Learn to say no, and have boundaries. No one is really good at multi-tasking and that instead of doing two jobs well the person ends up doing two jobs poorly.
As much as nursing is an avocation and done with love, it is also a job. A job pays your bills, puts food on the table, and hopefully gives you enough time and money to spend time with your family and maybe take them to Disney World.
If someone asked you to do something and it is something that you have the power to say no to, the first thing to ask is if that person needs an answer immediately.
If they do, then say no if that is an option. Tell them if they don’t need an answer immediately, you will get back with them in a day or two with an answer. That answer might still be no, but it’s a definite no if they need an answer immediately.
This gives a person wiggle room, or the reserve, to make the best decision for themselves and their families. Learn to say no to picking up extra shifts, baking cookies for the bake sale at school, helping your cousin Benny move on your day off, and just about anything that you have the option to say decline. Learn to ask for help if you need to, and offer help if someone needs you to on the nursing unit.

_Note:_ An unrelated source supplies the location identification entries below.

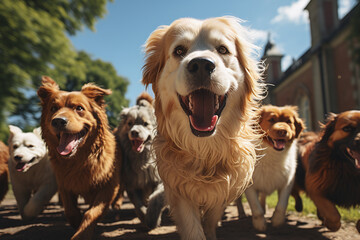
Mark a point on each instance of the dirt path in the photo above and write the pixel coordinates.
(123, 224)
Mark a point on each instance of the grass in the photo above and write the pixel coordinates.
(347, 215)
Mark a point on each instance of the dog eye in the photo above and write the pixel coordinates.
(79, 108)
(348, 128)
(179, 51)
(272, 120)
(53, 109)
(222, 50)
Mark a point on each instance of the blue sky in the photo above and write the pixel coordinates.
(119, 36)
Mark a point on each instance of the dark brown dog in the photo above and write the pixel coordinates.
(330, 164)
(82, 150)
(4, 171)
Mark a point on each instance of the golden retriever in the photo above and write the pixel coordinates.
(330, 163)
(276, 169)
(206, 86)
(82, 150)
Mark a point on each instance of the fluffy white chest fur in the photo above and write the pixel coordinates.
(275, 169)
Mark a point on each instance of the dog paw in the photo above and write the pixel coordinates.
(278, 218)
(332, 226)
(259, 223)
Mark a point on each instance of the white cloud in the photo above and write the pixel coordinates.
(258, 35)
(294, 13)
(286, 61)
(345, 6)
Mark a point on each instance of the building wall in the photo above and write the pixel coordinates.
(343, 74)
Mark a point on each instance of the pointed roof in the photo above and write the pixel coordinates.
(271, 49)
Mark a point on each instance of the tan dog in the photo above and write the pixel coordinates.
(276, 169)
(206, 87)
(82, 150)
(330, 163)
(4, 172)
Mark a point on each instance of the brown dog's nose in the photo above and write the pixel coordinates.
(59, 123)
(201, 66)
(281, 133)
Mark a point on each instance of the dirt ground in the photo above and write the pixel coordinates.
(123, 224)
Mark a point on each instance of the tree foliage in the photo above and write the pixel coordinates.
(34, 42)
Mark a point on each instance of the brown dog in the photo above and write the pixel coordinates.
(82, 150)
(4, 172)
(331, 163)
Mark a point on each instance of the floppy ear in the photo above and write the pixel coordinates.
(37, 132)
(154, 56)
(299, 126)
(96, 93)
(48, 87)
(13, 130)
(329, 126)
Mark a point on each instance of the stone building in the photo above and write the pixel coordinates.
(325, 78)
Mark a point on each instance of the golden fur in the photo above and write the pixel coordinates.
(87, 169)
(4, 171)
(276, 169)
(203, 174)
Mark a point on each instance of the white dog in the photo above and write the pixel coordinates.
(31, 175)
(276, 169)
(206, 85)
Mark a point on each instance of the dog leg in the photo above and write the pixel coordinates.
(72, 212)
(39, 200)
(240, 207)
(278, 217)
(327, 210)
(187, 218)
(210, 221)
(258, 219)
(22, 196)
(155, 207)
(140, 208)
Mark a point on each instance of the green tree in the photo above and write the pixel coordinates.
(104, 75)
(33, 42)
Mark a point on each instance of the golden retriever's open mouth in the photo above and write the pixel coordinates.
(69, 142)
(354, 155)
(278, 144)
(203, 108)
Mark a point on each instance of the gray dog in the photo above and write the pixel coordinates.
(142, 183)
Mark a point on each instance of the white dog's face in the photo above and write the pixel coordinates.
(26, 148)
(200, 75)
(138, 124)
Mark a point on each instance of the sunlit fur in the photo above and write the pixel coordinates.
(276, 169)
(33, 184)
(92, 171)
(328, 173)
(4, 172)
(202, 175)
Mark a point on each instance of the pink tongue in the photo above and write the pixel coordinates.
(203, 118)
(20, 167)
(137, 145)
(67, 143)
(279, 144)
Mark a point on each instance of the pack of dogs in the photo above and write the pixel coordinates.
(199, 145)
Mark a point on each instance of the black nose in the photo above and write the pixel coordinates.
(134, 133)
(59, 123)
(201, 66)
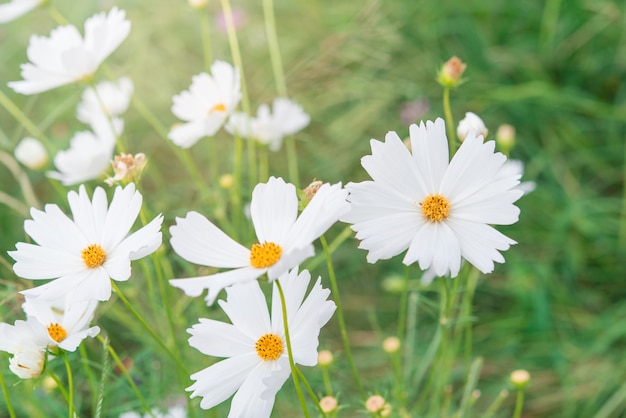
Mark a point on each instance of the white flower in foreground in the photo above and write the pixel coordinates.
(256, 362)
(437, 210)
(206, 105)
(16, 8)
(284, 239)
(89, 155)
(66, 57)
(83, 254)
(270, 126)
(471, 122)
(108, 100)
(66, 323)
(27, 342)
(31, 153)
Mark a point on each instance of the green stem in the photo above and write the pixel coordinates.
(129, 379)
(147, 327)
(451, 131)
(7, 398)
(340, 318)
(70, 385)
(292, 365)
(519, 404)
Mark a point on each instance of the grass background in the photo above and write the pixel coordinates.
(553, 69)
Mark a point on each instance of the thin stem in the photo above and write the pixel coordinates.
(7, 398)
(447, 111)
(70, 385)
(147, 327)
(129, 379)
(292, 365)
(340, 318)
(519, 403)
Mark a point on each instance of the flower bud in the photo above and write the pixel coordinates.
(451, 72)
(328, 404)
(325, 358)
(31, 153)
(391, 345)
(471, 123)
(520, 378)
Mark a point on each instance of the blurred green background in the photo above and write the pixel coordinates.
(554, 69)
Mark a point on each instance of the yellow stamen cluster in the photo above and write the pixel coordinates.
(269, 347)
(435, 207)
(57, 332)
(93, 256)
(265, 255)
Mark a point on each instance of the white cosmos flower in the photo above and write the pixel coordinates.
(66, 323)
(109, 99)
(66, 57)
(284, 239)
(256, 362)
(206, 105)
(440, 211)
(16, 8)
(270, 126)
(90, 153)
(83, 254)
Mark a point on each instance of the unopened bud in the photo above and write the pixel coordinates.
(451, 72)
(471, 123)
(520, 378)
(328, 404)
(325, 358)
(31, 153)
(391, 345)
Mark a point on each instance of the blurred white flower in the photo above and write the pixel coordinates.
(206, 105)
(89, 155)
(109, 99)
(65, 322)
(440, 210)
(65, 56)
(83, 255)
(471, 123)
(284, 238)
(256, 363)
(16, 8)
(269, 127)
(31, 153)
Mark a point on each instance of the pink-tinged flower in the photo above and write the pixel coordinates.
(284, 238)
(66, 57)
(438, 210)
(82, 254)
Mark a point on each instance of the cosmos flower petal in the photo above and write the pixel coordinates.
(197, 240)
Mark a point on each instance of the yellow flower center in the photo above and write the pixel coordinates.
(220, 107)
(265, 255)
(93, 256)
(435, 207)
(269, 347)
(57, 332)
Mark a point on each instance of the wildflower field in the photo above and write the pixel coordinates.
(312, 208)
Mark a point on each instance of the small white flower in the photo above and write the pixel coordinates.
(256, 363)
(284, 239)
(471, 122)
(31, 153)
(89, 155)
(83, 254)
(66, 57)
(16, 8)
(440, 211)
(109, 99)
(270, 127)
(66, 323)
(206, 105)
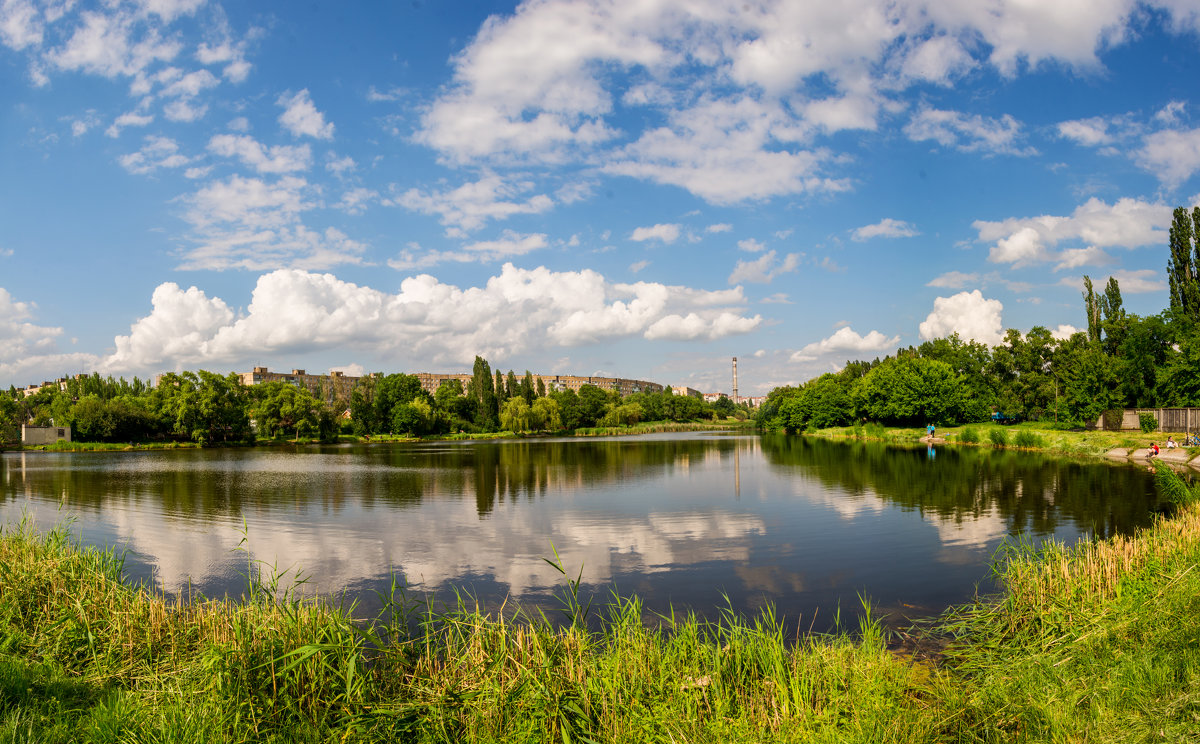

A new nurse should take every opportunity to learn because knowledge is power. Think about a time when you didn’t know how to do something and how stressful it was.
Any parent who waited until the kids went to bed on Christmas Eve to assemble a toy with too many pieces knows this too well. Learn the basic skills that you need to learn.
Don’t wait until you need to use them fast, and don’t try to learn them while you’re already stressed and missing a break.
Build reserve or wiggle room into your day. Take the time to organize your day. Arrive at work at least 10 minutes early. The previous shift will be grateful, and that is a great way to start your day.
Don’t be a hero. Take bathroom breaks. Do not miss a break unless absolutely critical.
Learn to be your best advocate and then advocate for yourself. Know your value and provide value to your patients and your employer. It feels good.
Be pleasant and direct. Ask for clarification if needed. Do not assume what others think. Simply learn to ask for clarification. Having clarity of thought, purpose and action will save you much time and trouble.
Learn to take care of yourself! You are and always will be your most important patient!
Nursing burnout is common in nursing and causes both nurse and patient dissatisfaction. Many times it cannot be prevented altogether because healthcare if becoming more complicated.
The patients that we see are sicker and we discharge more quickly, which leaves little wiggle room for exemplary care.
However, there are steps that a new nurse can take which involve advocacy for both self and patient and excellent self-care.
A new nurse needs to heed the words of every flight attendant who tells us patiently again and again.
“Put the oxygen mask on yourself first! If you cannot breathe, you cannot help anyone else!”